Background The aetiopathogenesis of tendinopathy is uncertain, but inflammation may play a role in the early phase of tendinopathy and in tendon healing response. We investigated the most up-to-date evidence about the association between obesity, high-fat diet and tendinopathy, focusing on the role of adipokines, inflammatory pathways and molecular changes. Sources of data A systematic review was performed searching PubMed, Embase and Cochrane Library databases following the PRISMA guidelines. We included studies of any level of evidence published in peer-reviewed journals. The risk of bias (SIRCLE) was assessed, as was the methodological quality (CAMARADES) of the included studies.
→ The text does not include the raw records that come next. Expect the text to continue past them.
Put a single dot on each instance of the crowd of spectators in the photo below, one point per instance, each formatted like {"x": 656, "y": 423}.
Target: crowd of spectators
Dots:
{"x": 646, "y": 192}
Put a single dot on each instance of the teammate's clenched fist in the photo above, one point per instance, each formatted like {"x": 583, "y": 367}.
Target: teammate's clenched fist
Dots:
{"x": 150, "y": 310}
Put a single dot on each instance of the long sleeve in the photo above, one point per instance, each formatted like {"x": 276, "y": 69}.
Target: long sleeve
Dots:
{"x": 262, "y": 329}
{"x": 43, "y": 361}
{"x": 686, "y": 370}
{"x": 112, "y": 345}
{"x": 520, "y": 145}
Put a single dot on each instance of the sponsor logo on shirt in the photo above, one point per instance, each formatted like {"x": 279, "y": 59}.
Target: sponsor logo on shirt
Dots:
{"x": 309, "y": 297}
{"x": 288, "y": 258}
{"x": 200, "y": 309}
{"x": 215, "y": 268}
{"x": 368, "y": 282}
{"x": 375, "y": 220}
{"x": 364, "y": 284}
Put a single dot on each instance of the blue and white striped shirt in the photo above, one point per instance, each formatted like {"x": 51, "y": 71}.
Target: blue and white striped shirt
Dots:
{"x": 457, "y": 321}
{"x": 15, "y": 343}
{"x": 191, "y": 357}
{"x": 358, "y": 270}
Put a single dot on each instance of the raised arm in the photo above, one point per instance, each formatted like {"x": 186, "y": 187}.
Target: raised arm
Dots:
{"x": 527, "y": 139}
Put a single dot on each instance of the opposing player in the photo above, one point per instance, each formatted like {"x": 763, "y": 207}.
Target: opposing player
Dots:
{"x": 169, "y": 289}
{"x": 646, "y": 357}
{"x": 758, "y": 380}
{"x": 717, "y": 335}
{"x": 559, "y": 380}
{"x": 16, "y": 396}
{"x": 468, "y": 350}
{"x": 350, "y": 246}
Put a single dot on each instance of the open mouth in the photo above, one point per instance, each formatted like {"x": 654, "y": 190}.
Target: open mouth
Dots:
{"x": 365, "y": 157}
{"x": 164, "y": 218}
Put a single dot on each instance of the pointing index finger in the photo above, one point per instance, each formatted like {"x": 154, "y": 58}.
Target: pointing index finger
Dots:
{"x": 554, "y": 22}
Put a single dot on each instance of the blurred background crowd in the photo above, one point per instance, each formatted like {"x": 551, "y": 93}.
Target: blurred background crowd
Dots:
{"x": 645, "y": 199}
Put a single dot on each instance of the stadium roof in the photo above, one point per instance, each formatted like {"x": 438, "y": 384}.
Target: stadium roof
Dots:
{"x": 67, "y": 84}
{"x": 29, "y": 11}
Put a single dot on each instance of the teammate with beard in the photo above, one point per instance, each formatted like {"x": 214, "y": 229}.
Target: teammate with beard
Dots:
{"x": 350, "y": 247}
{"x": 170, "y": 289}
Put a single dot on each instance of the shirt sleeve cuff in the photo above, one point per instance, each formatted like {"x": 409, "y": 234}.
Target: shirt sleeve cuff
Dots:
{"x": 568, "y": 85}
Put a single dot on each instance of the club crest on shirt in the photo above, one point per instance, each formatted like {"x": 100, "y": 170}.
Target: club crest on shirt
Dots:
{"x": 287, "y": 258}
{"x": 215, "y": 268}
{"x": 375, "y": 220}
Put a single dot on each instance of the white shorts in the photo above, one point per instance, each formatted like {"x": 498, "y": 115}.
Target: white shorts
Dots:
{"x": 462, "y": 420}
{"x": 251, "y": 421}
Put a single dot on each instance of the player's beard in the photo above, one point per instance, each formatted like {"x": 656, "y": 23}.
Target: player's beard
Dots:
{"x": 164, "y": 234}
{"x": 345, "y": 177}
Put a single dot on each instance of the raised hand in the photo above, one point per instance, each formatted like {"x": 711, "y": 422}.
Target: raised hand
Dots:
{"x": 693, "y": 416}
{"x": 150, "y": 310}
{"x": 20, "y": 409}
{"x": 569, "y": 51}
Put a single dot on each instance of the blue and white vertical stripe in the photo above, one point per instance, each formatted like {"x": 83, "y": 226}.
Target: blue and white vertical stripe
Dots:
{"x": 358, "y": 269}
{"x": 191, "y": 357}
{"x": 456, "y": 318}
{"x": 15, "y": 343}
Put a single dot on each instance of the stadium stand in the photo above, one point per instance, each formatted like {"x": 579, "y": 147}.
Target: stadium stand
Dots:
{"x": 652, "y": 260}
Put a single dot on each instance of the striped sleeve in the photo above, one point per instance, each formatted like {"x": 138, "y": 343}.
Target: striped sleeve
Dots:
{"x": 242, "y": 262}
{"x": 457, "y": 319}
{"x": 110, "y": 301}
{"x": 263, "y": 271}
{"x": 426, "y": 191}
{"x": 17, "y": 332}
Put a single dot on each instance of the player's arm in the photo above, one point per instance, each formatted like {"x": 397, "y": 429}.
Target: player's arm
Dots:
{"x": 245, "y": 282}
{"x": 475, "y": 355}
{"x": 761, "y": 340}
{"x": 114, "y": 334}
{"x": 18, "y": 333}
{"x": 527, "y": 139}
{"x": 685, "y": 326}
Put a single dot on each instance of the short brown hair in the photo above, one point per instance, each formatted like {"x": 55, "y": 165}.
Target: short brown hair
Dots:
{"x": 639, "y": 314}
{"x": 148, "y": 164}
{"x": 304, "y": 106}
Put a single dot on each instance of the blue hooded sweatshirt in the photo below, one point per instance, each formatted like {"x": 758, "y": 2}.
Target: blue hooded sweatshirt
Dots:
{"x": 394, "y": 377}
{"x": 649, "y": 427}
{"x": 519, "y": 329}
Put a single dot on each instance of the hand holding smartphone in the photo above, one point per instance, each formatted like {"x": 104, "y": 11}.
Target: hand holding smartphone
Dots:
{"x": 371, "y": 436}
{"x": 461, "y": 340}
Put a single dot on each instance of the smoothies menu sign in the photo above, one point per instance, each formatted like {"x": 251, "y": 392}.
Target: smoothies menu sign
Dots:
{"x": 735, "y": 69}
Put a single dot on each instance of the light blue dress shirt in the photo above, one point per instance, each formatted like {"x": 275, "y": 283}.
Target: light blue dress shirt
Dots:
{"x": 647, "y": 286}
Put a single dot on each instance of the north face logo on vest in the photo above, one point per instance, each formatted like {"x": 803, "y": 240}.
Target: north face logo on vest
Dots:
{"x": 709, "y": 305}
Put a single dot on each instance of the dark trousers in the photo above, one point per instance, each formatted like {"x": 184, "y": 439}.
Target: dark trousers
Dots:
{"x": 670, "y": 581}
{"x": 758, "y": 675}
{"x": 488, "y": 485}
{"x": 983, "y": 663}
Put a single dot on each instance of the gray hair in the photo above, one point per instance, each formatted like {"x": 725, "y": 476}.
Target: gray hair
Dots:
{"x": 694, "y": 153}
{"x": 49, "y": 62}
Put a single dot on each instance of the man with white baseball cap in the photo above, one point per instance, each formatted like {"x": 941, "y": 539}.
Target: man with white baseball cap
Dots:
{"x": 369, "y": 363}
We excluded all the articles with a high risk of bias and/or low quality after the assessment. After applying the inclusion and exclusion criteria, we included 14 studies of medium or high quality. Areas of agreement A high-fat diet negatively affects tendon quality, increasing the risk of rupture and tendinopathy. Areas of controversy Controversial evidence exists on both tendon fat infiltration secondary to a dysregulation of the lipid metabolism and of a molecular effect of inflammatory pathways. Growing points The secretion of adipokines is strictly related to fat ingestion and body composition and can potentially act on tendon physiology and injury. Areas timely for developing research Adipokines, low-grade inflammation and fat intake play a role in disrupting tendon healing and setting up tendinopathy. Further high-quality research is needed to better define the molecular pathways involved.